Do you know what could went wrong? and how to investigate this issue?

Regards


#2

In your code there is certain startup time involved, since the client needs to create connections and everything related.

Can you please run the two ops one after each other in a loop with a delay in between and extract the numbers? In my tests bulk loading was not slower than the other.
Basically something along the lines of

    final CouchbaseClient client = new CouchbaseClient(hosts, bucket, password);

    while(true) {
        Thread.sleep(1000);

        long st = System.nanoTime();
        client.get("foo");
        long en = System.nanoTime();

        System.err.println(TimeUnit.NANOSECONDS.toMicros(en - st));

        st = System.nanoTime();
        client.getBulk(new String[]{"foo"});
        en = System.nanoTime();

        System.err.println(TimeUnit.NANOSECONDS.toMicros(en - st));
    }

Please let me know what numbers you get on a longer timeframe.


#3

We have similar issue.
We have cluster for 5 nodes and when run test from app server response times varies considerably during load test.
Initially response times are in 10 - 50 milliseconds but as the load increases we see that getting document from Couchbase increases.
To check if response times are consistent we wrote small test code as below and ran it as single test.

Following is test code written.

public boolean checkIfExist(String key) {
	for(int i=0; i<50000; i++) {
        if (!tagRepository.exists(key)) { // We use spring Repository
            throw ApiServerException.notFound(ApiErrorCode.KEY_NOT_FOUND, "Key with id=%s not found", key);
        }
	}
    return true;
}

Response times vary from 90 ms to 4000 ms.
We use Spring data as wrapper around Couchbase client.
Spring data version is 1.2.1 release.
Couchbase client 1.4.4
Couchbase Server 3.0.2

We do create connections to client during startup using spring configuration.

When we checked with our DBA team they shared the CB stats and they all show there is nothing wrong with the Couchbase cluster itself as all Get calls were served within micro to milliseconds.
Is this issue with Client SDK ? Or is there any tweak needed on tcp layer on app servers ?


#4

Well, your code is different from the original poster because exists on the repository does a single-get lookup and not a bulk operation.
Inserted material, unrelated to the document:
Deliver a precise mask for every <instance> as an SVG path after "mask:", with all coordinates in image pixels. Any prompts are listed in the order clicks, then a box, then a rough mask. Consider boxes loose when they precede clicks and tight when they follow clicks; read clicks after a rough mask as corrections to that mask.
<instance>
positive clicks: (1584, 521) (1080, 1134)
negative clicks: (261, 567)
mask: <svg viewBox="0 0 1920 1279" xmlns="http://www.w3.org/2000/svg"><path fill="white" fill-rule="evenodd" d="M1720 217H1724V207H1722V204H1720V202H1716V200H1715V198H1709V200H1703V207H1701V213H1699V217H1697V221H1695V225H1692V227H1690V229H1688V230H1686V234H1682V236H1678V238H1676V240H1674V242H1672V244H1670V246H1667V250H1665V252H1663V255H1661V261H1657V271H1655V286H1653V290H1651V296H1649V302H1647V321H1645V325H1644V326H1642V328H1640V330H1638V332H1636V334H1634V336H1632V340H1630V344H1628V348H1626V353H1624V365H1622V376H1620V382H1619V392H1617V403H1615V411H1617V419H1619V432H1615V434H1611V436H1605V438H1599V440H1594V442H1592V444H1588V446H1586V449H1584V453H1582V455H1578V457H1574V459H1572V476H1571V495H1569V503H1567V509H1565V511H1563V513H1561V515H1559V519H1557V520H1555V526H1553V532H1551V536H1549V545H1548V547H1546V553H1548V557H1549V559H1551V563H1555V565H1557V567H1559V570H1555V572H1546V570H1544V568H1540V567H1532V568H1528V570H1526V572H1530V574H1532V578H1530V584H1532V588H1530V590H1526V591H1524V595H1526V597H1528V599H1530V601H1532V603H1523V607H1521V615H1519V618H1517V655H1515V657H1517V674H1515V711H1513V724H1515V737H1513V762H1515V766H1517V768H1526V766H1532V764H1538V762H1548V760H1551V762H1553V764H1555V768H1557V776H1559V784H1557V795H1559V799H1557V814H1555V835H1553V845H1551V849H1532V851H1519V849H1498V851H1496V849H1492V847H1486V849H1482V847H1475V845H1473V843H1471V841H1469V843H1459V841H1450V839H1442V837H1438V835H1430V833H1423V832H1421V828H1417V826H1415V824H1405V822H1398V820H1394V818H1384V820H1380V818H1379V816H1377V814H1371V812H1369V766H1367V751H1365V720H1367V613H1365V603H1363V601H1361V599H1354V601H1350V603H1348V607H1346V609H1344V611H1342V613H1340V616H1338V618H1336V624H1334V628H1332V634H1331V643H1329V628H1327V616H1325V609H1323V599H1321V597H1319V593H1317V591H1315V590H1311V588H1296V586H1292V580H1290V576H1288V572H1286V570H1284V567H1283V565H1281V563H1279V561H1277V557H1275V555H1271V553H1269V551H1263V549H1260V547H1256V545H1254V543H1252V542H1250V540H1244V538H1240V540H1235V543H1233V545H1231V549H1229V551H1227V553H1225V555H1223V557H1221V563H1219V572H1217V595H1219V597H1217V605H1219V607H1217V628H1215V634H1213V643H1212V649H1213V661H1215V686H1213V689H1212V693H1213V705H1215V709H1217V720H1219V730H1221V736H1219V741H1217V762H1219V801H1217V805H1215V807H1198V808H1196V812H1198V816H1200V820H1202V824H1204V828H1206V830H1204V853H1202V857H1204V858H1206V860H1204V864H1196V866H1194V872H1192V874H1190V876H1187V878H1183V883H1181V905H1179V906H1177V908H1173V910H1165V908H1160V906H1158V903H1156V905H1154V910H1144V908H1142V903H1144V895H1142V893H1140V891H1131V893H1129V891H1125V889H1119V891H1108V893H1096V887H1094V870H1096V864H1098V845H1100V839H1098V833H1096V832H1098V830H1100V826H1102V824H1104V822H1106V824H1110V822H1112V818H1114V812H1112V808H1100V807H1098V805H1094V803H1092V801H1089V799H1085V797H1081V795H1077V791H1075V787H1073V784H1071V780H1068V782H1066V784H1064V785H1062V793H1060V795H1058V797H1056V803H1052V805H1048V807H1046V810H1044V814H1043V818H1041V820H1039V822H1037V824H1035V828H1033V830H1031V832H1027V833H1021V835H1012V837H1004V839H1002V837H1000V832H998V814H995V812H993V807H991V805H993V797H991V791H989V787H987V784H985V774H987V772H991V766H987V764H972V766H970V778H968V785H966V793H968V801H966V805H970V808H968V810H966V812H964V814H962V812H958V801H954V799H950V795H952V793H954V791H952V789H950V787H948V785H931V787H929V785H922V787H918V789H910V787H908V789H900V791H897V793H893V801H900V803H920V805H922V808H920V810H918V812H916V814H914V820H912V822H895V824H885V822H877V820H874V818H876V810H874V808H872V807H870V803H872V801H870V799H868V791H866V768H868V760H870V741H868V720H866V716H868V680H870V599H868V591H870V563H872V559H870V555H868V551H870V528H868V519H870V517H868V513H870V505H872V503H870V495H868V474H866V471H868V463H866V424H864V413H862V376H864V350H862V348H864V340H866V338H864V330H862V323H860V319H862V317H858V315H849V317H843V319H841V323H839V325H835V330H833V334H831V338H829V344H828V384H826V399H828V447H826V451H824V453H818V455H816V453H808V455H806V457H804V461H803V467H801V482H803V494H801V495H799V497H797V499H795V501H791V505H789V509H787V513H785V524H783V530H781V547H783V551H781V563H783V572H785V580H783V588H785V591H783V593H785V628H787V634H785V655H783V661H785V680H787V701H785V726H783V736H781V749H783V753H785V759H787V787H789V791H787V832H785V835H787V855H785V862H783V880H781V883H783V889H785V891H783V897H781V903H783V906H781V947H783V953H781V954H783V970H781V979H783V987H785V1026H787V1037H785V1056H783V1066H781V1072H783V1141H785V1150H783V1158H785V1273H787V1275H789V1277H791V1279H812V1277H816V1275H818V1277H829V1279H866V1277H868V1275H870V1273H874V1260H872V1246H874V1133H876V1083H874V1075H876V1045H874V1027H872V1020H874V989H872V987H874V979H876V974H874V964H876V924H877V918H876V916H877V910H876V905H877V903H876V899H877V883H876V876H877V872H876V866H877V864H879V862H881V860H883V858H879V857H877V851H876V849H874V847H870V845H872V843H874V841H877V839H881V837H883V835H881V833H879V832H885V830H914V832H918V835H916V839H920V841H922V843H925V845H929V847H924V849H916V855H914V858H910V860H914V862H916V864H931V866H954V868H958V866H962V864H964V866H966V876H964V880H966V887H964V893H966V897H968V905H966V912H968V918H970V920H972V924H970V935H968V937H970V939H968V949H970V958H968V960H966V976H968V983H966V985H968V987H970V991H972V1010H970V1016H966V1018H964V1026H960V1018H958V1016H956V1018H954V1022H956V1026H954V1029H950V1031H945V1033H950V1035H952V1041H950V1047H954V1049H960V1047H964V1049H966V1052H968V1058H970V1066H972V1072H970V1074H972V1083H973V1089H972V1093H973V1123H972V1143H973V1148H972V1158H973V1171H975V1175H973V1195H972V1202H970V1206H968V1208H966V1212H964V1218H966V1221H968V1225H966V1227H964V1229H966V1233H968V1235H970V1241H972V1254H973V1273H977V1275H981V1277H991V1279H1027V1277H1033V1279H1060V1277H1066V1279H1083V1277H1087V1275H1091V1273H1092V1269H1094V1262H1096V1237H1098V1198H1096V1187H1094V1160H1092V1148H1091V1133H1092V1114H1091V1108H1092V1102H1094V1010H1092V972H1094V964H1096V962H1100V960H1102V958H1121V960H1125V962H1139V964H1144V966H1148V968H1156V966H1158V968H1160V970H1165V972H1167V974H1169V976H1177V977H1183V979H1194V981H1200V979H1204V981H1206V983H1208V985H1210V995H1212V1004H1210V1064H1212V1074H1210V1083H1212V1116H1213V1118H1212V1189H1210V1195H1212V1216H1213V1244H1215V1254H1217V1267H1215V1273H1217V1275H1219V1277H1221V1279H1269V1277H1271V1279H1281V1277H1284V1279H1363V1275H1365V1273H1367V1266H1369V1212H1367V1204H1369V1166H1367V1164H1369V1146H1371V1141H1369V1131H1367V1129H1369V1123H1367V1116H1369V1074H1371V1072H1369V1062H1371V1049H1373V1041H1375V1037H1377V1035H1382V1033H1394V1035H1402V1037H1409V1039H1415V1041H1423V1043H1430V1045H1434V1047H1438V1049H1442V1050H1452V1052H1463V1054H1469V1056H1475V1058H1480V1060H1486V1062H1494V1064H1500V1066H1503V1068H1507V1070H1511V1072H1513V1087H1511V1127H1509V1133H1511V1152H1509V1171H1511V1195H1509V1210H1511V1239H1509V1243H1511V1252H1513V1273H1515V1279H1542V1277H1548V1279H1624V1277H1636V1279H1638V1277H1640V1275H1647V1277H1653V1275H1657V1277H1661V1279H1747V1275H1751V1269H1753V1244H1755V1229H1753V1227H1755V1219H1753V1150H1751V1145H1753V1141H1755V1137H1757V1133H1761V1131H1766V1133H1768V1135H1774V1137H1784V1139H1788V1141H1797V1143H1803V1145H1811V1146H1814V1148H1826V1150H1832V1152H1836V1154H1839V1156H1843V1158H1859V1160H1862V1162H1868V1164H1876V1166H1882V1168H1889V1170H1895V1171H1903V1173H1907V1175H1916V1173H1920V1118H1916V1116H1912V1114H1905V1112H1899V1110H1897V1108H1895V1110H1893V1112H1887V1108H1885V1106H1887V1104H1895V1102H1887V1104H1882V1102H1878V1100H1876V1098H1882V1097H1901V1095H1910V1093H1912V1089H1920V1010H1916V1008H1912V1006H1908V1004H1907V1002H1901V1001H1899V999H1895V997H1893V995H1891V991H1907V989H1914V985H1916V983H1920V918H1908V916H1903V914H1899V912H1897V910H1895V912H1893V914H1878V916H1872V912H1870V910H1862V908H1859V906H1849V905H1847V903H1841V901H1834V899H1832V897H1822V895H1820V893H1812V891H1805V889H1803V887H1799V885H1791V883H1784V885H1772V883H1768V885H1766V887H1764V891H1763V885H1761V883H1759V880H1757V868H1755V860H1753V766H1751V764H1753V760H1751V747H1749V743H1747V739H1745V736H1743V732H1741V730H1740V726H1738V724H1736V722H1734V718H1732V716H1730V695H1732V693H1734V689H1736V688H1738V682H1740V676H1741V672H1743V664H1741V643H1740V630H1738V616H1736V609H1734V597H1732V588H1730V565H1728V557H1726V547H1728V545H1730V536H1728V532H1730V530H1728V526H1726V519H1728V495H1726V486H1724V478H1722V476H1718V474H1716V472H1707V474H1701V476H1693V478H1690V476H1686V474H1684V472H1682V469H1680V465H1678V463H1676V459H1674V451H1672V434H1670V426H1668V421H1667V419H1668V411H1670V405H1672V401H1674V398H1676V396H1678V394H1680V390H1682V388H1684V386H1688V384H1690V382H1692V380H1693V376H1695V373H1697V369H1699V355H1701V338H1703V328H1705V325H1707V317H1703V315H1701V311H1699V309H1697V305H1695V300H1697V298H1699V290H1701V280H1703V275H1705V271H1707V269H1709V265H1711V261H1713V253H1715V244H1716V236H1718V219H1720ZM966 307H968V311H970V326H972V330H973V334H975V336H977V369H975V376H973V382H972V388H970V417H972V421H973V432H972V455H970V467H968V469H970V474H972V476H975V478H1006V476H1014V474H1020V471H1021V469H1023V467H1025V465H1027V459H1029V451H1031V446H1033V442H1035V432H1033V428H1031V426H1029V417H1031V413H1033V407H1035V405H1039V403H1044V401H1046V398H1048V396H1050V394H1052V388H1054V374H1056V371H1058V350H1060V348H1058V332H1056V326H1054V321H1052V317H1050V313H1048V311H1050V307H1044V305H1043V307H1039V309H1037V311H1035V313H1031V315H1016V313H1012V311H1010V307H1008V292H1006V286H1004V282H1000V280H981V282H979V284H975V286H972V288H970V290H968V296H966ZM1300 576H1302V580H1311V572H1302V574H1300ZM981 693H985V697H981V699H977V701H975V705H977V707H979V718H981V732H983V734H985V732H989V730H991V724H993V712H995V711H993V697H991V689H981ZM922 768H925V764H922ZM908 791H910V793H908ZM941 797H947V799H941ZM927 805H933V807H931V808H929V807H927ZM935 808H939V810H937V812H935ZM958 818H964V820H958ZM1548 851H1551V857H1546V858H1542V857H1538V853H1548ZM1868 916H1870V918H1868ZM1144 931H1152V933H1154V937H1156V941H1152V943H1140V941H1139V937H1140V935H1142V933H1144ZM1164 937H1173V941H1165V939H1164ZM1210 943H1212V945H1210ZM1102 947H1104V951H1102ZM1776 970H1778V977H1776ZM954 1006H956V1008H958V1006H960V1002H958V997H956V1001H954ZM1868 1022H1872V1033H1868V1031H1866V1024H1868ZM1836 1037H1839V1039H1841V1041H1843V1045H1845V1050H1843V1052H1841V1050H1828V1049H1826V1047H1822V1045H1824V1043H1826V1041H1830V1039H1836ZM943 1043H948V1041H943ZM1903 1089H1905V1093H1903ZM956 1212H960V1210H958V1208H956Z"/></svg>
With the information you’ve provided it is very hard to determine what’s going on. I recommend you do try the vanilla couchbase SDK as well to see if it is in the spring module or somewhere else. Also, a high candidate is a flaky network, you might want to look much closer at that. Also, run with GC logs enabled and see if you have higher GC pauses which give you this variability.

If you have more information to share please do!


#5

Thanks for your reply, I’ve performed the test in a loop in a delay and get the following results:

22317
218174
1584
201142
1626
202431
1537
199914
2479
203590
1414
201280
1225
204847
1309
209374
1275
209520
1235
210954
2440
205339

So the issue doesn’t seem related to statup time.

Any ideas?


#6

@kenny_strazz are you able to run it against a local CB server and see if you get the same issues? Trying to nail it down to some root causes.


#7

I did not have the issue locally last time I’ve checked however I was using a single node so I’m not sure this is relevant.

I’ve tried with a CouchBase 3.0.2 cluster (with the same client library) and response time are much better (average < 5ms) and get and getBulk have similar response time hopefully so I think I’ll will upgrade my clusters.

I’ll try to setup a local cluster with 3 nodes and see if I can reproduce the issue with 2.5.1 and I’ll let you know.